Oleh: Tardjono Abu Muas (Pemerhati Masalah Sosial)
Layaklah jika kini istilah Lockdown menjadi polemik seiring masifnya penyebaran covid-19 di negeri ini. Penambahan jumlah "yang tercatat" terpapar positif corona dari 2 menjadi 172 orang dalam waktu 15 hari yang kalau dihitung rata-rata 11 orang/hari lebih, merupakan hal yang sangat perlu mendapat perhatian.
Wajarlah jika penyebaran covid-19 di negeri ini dirasakan masif karena memang dari awal, penentu kebijakan negeri ini seolah disengaja atau tidak, yang akhirnya patut diduga pemerintah menutupi kondisi sebenarnya soal penyebaran virus yang satu ini?
Padahal, pada akhir Desember 2019 kita sama-sama dapat memantau perkembangan penyebaran dan penularan covid-19 dari pusatnya di Wuhan China lewat media. Januari-Februari 2020 para penentu kebijakan negeri ini masih merasa enjoy di wilayah klaimnya di zona aman "zero corona".
Barulah awal Maret secara resmi pemerintah mengakui zero corona tercoret seiring dua orang dinyatakan positif terpapar covid-19. Pada awal jebolnya zero corona awal Maret pun, sebagian penentu kebijakan negeri ini masih ada yang menganggap remeh temeh soal penyebaran dan penularan virus yang satu ini.
Hari demi hari rupanya penyebaran dan penularan virus corona ini kian masif dirasakan di negeri kita yang memang cenderung longgar kebijakannya dibanding dengan negara tetangga dalam menerapkan aturan masuk dan keluar para pendatang dari luar negeri.

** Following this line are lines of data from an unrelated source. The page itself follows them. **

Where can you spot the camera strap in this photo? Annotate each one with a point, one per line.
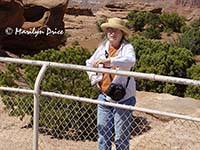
(128, 78)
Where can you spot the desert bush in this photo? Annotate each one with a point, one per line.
(172, 21)
(57, 116)
(190, 39)
(193, 73)
(162, 59)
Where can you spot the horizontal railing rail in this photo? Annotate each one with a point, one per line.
(45, 65)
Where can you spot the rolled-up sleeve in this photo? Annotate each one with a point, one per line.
(125, 59)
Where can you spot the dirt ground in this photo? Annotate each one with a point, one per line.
(161, 132)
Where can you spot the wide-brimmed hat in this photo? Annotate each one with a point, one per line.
(116, 23)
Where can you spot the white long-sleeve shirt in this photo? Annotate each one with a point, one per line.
(124, 60)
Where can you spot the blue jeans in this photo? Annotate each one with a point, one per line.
(119, 120)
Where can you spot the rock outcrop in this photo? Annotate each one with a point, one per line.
(31, 24)
(191, 3)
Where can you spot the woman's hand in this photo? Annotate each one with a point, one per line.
(105, 62)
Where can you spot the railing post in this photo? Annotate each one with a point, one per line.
(36, 106)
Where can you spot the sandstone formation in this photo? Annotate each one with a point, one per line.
(31, 24)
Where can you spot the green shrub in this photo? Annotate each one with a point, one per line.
(162, 59)
(172, 21)
(193, 73)
(58, 117)
(190, 39)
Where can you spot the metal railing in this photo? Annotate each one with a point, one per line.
(45, 65)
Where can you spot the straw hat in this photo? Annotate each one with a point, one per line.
(116, 23)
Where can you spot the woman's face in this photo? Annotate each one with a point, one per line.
(114, 35)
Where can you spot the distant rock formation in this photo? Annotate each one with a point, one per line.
(191, 3)
(31, 24)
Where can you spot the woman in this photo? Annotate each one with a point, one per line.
(114, 53)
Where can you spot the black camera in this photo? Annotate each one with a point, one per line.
(116, 91)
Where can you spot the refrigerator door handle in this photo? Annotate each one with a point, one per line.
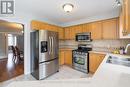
(50, 45)
(47, 63)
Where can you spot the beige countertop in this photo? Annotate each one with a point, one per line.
(99, 52)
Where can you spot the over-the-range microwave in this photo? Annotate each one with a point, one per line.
(83, 36)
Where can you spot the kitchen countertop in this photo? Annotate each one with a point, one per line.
(107, 75)
(62, 49)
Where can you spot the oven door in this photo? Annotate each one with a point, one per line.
(79, 60)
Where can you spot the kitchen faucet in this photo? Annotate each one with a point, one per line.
(126, 49)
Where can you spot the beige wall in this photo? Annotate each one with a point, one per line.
(3, 48)
(98, 45)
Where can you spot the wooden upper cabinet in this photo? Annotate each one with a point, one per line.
(125, 18)
(85, 28)
(78, 29)
(68, 57)
(110, 29)
(61, 33)
(67, 33)
(71, 31)
(96, 30)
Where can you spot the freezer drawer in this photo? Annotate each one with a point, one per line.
(48, 68)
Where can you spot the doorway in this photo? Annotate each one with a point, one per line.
(11, 50)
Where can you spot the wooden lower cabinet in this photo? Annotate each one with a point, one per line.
(65, 57)
(95, 60)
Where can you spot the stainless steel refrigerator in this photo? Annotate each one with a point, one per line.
(44, 53)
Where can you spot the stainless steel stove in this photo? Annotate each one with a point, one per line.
(80, 58)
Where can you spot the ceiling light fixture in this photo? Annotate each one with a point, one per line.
(118, 2)
(68, 7)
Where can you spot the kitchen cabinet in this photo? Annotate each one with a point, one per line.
(110, 29)
(68, 57)
(61, 58)
(85, 28)
(65, 57)
(67, 33)
(125, 18)
(95, 60)
(96, 30)
(61, 33)
(71, 31)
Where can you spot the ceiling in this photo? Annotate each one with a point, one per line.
(52, 9)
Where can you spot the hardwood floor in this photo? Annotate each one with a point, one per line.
(10, 69)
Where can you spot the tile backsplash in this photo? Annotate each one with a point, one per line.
(100, 45)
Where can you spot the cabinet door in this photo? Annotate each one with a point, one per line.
(126, 16)
(61, 58)
(94, 61)
(61, 33)
(68, 58)
(85, 28)
(72, 32)
(96, 30)
(67, 33)
(110, 29)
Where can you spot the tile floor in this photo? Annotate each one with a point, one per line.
(64, 73)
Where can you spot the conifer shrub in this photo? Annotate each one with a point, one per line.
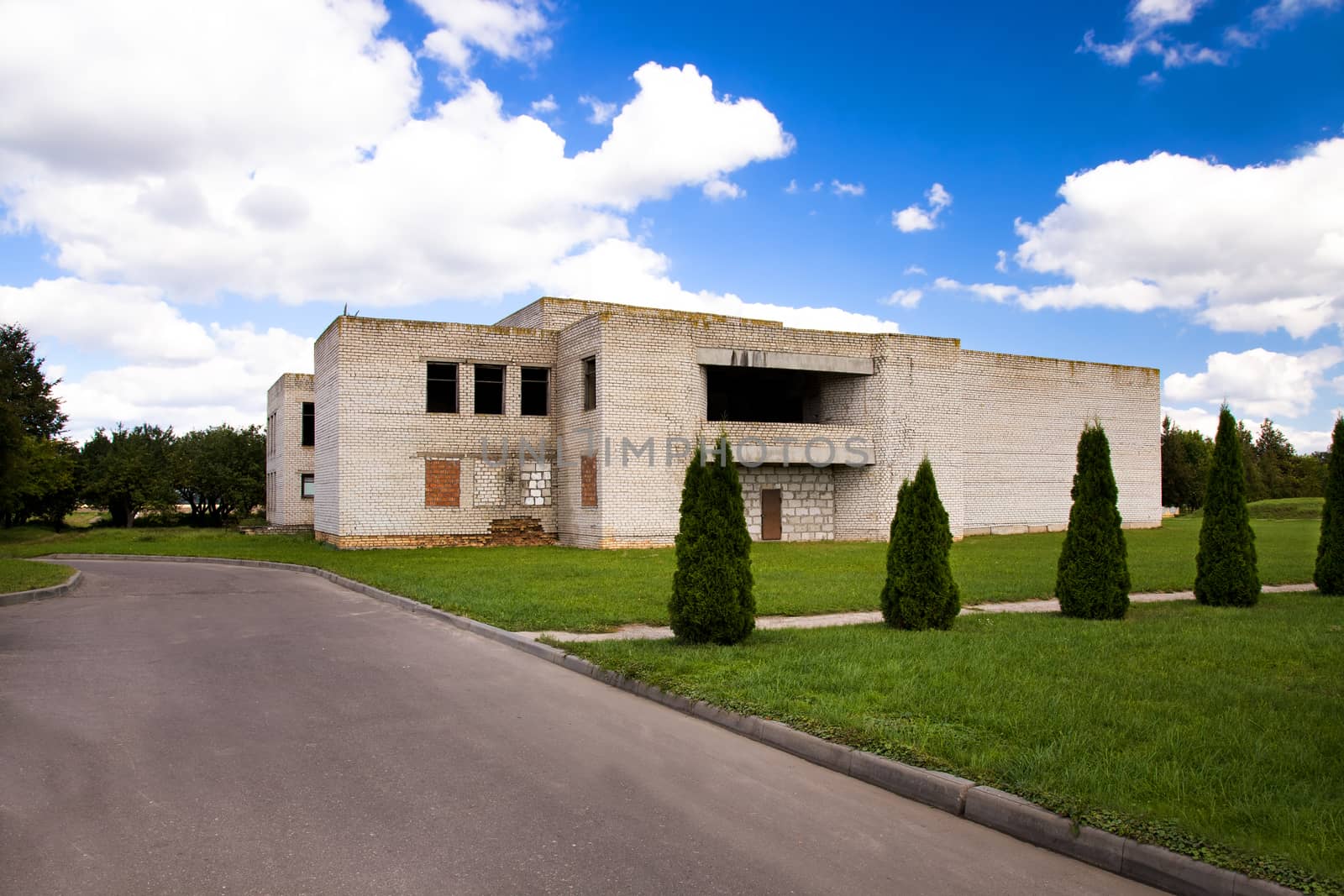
(1093, 578)
(1330, 551)
(711, 589)
(920, 591)
(1225, 567)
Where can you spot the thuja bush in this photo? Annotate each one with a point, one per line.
(711, 589)
(1330, 551)
(920, 591)
(1093, 577)
(1225, 567)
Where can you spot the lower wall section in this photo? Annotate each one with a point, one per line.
(512, 531)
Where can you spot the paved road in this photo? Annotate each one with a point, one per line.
(187, 728)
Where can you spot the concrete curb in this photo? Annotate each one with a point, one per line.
(42, 594)
(1003, 812)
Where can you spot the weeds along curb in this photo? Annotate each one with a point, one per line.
(42, 594)
(979, 804)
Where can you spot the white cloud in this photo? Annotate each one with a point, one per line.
(309, 179)
(914, 217)
(1245, 249)
(617, 270)
(719, 190)
(600, 112)
(506, 29)
(904, 297)
(1257, 382)
(165, 369)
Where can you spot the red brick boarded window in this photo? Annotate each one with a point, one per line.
(588, 477)
(443, 483)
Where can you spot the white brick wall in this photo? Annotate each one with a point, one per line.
(1000, 430)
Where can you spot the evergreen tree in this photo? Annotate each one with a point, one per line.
(1330, 551)
(920, 591)
(1093, 579)
(1225, 569)
(711, 589)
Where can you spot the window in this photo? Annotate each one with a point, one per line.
(589, 383)
(490, 389)
(534, 391)
(441, 389)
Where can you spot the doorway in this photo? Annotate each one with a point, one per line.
(770, 527)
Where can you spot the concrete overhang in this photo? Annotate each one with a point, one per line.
(784, 360)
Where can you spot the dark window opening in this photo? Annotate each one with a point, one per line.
(763, 396)
(490, 389)
(533, 394)
(591, 383)
(441, 389)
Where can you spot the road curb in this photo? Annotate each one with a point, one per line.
(42, 594)
(979, 804)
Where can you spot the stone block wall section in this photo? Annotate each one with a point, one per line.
(286, 457)
(1000, 430)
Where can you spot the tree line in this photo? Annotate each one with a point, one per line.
(219, 472)
(1272, 466)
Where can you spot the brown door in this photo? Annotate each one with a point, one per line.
(770, 515)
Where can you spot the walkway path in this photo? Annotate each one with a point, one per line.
(638, 631)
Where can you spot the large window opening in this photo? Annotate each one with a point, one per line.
(533, 392)
(490, 389)
(441, 389)
(763, 396)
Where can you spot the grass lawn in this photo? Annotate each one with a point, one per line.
(1216, 732)
(26, 575)
(575, 590)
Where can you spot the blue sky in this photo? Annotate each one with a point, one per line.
(186, 207)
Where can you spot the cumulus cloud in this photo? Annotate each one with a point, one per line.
(504, 29)
(1243, 249)
(600, 112)
(916, 217)
(165, 369)
(904, 298)
(1257, 382)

Kini bergulirlah bola panas yang bernama Lockdown. Pro-kontra tak bisa dihindari yang pada gilirannya pemerintah pusatlah yang harus berani memutuskan diberlakukan Lockdown atau tidak, tentu dengan memperhitungkan segala konsekuensinya.
Kita semua berharap semoga pemerintah tetap mengutamakan keselamatan dan kesehatan masyarakat dari wabah covid-19.